Union Square (2011)
5/10
Some terrific acting and an overly simple and obvious story
17 February 2013
Union Square (2011)

If you can sustain a short feature like this with acting alone you might be thrilled. The role of wacky, annoying, arrogant, and ultimately sweet (sometimes) Lucy is played by Mira Sorvino with such spot-on intensity and volatility you really come to hate her, then wish she would go away, and then get sympathetic for her, and then actually (maybe) like her. Is she a realistic type? Maybe not quite. When she shows up unannounced all legs and furry boots and plastic smiles shopping bags full of clothes at her sister's you know she is trouble. And she is trouble with a capital T.

The sister, Jenny, is played with deliberate contrast and stuttering, inadequate poise by Tammy Blanchard and she, too, is terrific, if less flamboyant. Jenny has created a perfect, clean, safe world with her husband in a small organic foods business, and she is surprised and a little baffled about Lucy's arrival. She also doesn't have the courage to stand her ground, so Lucy stays for the night. As their opposite life styles raise tempers, a feeling that there is more to the story gradually grows.

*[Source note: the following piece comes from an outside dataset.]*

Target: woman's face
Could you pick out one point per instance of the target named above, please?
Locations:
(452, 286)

The third character, the husband, is a huge weakness here. He's meant to be a minor point, but an important one suggesting success and obsession with running and diet and such. And he's unconvincing and thin. At the very end a fourth character arrives, a surprise, and he's pretty great, but you'll have to wait for that.

So that's the acting, and I do think that's the strength. The story, this conflict of lifestyles and a mysterious (barely) past, is all there is. You do want more. And when the resolution to their conflict comes around (which it must) it's no big deal. Some tears, some smiles, and I guess a sense of completion, movie done. A shame it doesn't go further because there are a lot of elements here that would work, even with the modest setting (it's nearly all shot in Jenny's slick apartment).

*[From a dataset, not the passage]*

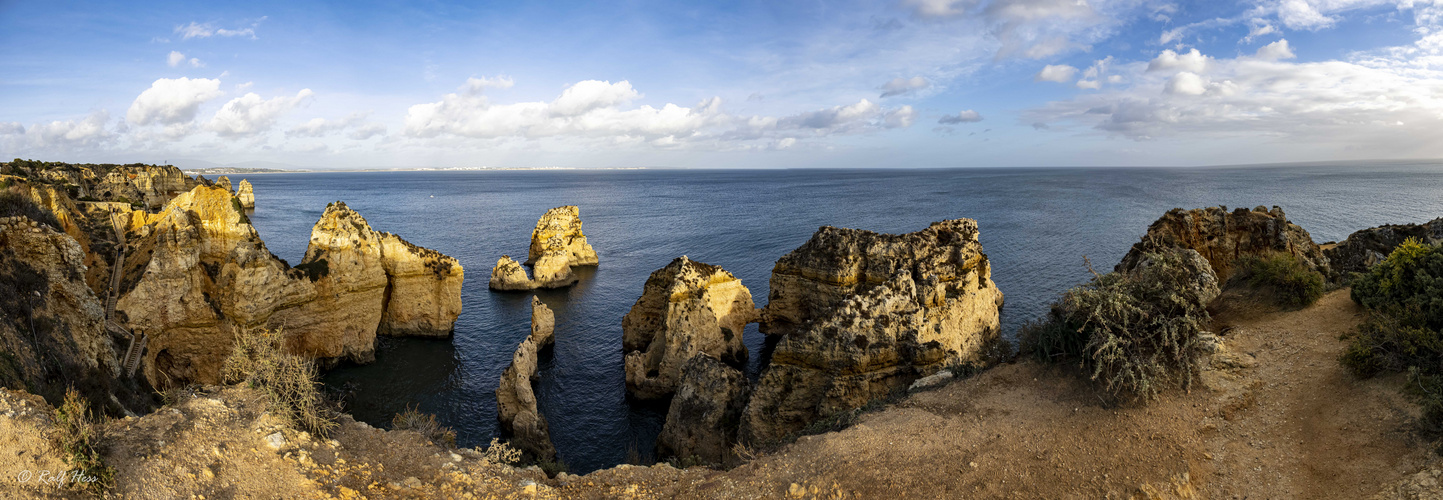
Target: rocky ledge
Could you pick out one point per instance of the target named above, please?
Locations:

I teach a modest history of film class and one of the things that gets brought up right away is that the core to a movie, the first step above and before all else, is a good story, a good concept. That's the thing that gets pitched, written, nuanced. It drives most movies. And it's a chronic problem with small budget and big budget movies alike. The director Nancy Savoca was also the principle screenwriter, and I think she is a far better director than storyteller. It might just boil down to that.